Research Paper Volume 12, Issue 2 pp 1366—1376
Development of prognostic index based on autophagy-related genes analysis in breast cancer
- 1 Department of Ultrasound, State Key Laboratory of Oncology in South China, Collaborative Innovation Center for Cancer Medicine, Sun Yat-Sen University Cancer Center, Guangzhou 510060, Guangdong, China
- 2 Department of Breast, Guangzhou Red Cross Hospital, Medical College, Jinan University, Guangzhou 510220, Guangdong, China
- 3 Department of Radiotherapy, Guangzhou Red Cross Hospital, Medical College, Jinan University, Guangzhou 510220, Guangdong, China
received: October 14, 2019 ; accepted: December 25, 2019 ; published: January 22, 2020 ;https://doi.org/10.18632/aging.102687
How to Cite
Copyright © 2020 Lin et al.

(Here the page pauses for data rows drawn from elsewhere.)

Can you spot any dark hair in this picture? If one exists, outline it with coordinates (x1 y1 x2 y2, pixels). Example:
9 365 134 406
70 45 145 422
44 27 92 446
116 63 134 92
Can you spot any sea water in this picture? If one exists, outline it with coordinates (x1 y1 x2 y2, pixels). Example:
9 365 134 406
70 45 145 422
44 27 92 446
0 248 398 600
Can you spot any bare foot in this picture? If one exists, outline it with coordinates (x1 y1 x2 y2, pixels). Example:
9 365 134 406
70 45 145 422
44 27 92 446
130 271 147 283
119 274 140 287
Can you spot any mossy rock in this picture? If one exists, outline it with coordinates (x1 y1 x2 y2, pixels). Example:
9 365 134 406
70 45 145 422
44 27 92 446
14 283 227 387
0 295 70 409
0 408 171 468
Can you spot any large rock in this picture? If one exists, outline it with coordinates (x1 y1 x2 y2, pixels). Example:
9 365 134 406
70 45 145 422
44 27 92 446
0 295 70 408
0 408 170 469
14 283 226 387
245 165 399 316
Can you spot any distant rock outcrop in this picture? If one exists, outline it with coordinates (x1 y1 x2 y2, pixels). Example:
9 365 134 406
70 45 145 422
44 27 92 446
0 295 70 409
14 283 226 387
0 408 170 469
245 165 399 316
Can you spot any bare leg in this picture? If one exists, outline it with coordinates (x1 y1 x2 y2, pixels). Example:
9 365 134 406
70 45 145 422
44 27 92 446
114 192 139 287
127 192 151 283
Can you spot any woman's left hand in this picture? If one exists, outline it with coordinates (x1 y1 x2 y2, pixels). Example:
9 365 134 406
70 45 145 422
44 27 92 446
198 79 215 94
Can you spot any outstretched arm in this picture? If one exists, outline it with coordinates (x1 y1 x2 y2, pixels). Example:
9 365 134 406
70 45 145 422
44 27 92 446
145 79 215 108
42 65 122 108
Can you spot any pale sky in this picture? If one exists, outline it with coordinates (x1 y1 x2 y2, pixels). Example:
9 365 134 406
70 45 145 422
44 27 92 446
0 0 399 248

This is an open-access article distributed under the terms of the Creative Commons Attribution License (CC BY 3.0), which permits unrestricted use, distribution, and reproduction in any medium, provided the original author and source are credited.

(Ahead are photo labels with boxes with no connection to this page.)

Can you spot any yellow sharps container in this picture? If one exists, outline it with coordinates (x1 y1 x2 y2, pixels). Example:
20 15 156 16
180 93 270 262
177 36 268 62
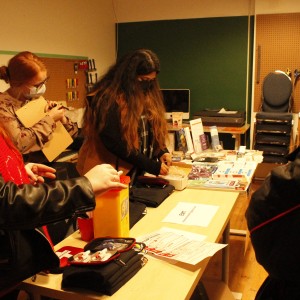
93 176 130 238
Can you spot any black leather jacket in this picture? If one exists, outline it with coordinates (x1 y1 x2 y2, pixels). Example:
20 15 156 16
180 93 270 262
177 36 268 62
0 176 95 290
246 154 300 284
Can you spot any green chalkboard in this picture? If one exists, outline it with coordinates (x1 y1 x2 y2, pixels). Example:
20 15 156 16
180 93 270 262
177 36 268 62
117 16 253 118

Background: Autophagy is a self-digesting process that can satisfy the metabolic needs of cells, and is closely related to development of cancer. However, the effect of autophagy-related genes (ARGs) on the prognosis of breast cancer remains unclear.
Results: We first found that 27 ARGs were significantly associated with overall survival in breast cancer. The prognosis-related ARGs signature established using the Cox regression model consists of 12 ARGs that can be divided patients into high-risk and low-risk groups. The overall survival of patients with high-risk scores (HR 3.652, 2.410-5.533; P < 0.001) was shorter than patients with low-risk scores. The area under the receiver operating characteristic (ROC) curve for 1-year, 3-year, and 5-year survival rates were 0.739, 0.727, and 0.742, respectively.
Conclusion: The12-ARGs marker can predict the prognosis of breast cancer and thus help individualized treatment of patients at different risks.
Methods: Based on the TCGA dataset, we integrated the expression profiles of ARGs in 1,039 breast cancer patients. Differentially expressed ARGs and survival-related ARGs were evaluated by computational difference algorithm and COX regression analysis. In addition, we also explored the mutations in these ARGs. A new prognostic indicator based on ARGs was developed using multivariate COX analysis.